Melihat hasil survei dan kecenderungan saat ini opsi Anies-AHY sudah ditenggarai cenderung dapat dikalahkan. Artinya pasangan ini tidak mutlak bisa meraih kemenangan. Sebaiknya PPP kepada Ganjar Pranowo saja. Sehingga pilihan kepada Ganjar Pranowo bukan saja bentuk loyalitas sebagai pendukung pemerintah tetapi juga karena potensi kemenangannya yang tinggi.

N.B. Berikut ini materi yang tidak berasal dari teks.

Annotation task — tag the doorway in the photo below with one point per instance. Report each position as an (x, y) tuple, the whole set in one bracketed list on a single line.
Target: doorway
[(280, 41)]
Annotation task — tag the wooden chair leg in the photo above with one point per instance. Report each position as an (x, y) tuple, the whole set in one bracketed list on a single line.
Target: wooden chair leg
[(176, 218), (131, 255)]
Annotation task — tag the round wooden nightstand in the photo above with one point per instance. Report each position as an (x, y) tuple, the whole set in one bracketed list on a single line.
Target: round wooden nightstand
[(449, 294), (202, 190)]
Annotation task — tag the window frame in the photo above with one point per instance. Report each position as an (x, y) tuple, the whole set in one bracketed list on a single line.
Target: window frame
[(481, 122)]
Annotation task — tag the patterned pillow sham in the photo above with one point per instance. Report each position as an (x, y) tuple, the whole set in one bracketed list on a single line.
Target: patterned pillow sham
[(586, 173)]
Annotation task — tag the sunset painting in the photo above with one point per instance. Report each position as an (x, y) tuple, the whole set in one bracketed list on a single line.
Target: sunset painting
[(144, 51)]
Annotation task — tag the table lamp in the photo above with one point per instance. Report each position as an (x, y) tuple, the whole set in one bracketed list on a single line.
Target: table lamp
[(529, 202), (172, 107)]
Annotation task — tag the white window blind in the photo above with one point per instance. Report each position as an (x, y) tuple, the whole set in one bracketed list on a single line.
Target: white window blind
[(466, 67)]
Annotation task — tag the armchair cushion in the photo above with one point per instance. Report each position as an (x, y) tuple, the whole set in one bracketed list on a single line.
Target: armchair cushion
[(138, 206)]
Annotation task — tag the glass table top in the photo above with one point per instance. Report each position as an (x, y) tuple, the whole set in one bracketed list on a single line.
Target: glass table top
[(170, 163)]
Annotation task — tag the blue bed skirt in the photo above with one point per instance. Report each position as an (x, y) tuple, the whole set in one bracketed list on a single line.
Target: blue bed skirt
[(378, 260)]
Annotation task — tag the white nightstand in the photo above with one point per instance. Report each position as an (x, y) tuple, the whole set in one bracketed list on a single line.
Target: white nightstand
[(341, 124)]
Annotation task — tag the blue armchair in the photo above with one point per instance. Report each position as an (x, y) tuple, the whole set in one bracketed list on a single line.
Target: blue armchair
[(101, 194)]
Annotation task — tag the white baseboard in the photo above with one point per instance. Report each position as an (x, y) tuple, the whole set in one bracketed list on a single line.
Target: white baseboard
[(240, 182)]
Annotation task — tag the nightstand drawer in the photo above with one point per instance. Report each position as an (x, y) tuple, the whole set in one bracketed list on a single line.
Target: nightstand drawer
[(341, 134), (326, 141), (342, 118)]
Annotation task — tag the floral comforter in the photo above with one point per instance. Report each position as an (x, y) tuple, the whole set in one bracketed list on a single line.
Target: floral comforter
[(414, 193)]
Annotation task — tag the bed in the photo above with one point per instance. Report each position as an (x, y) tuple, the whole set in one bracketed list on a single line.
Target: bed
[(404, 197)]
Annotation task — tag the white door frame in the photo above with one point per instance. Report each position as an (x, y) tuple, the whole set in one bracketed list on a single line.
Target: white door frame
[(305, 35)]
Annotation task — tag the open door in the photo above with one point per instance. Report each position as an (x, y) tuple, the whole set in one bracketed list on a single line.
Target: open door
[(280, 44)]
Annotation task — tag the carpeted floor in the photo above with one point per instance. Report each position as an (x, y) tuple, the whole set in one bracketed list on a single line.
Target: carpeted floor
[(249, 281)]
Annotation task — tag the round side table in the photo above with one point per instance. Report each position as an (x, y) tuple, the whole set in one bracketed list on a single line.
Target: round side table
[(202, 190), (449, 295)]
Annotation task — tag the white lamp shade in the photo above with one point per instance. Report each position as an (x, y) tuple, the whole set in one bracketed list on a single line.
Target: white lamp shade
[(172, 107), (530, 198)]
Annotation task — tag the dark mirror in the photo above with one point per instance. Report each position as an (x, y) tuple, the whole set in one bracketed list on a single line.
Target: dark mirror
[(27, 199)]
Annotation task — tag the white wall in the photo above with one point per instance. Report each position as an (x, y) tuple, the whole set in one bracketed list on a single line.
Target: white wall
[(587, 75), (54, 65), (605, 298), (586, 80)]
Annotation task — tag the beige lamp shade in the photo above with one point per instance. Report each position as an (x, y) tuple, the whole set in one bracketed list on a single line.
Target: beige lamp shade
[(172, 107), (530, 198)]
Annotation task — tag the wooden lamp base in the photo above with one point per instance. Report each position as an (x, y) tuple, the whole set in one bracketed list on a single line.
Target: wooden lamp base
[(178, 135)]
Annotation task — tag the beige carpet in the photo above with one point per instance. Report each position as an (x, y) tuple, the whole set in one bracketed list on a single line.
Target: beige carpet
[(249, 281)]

Meski begitu, pilihan kepada Ganjar Pranowo sebaiknya dilakukan oleh PPP ketika sudah melalui keputusan bersama konstituennya dan juga bersama KIB. Serta dengan catatan utama yang juga penting bahwa PDIP memang bersepakat mengajukan Ganjar Pranowo. Ini menunjukkan bahwa PPP punya dua tugas keluar jika ingin Ganjar Pranowo. Pertama, menyatukan persepsi bersama di KIB, dan kedua, berkomunikasi dan menyamakan persepsi kepada PDIP.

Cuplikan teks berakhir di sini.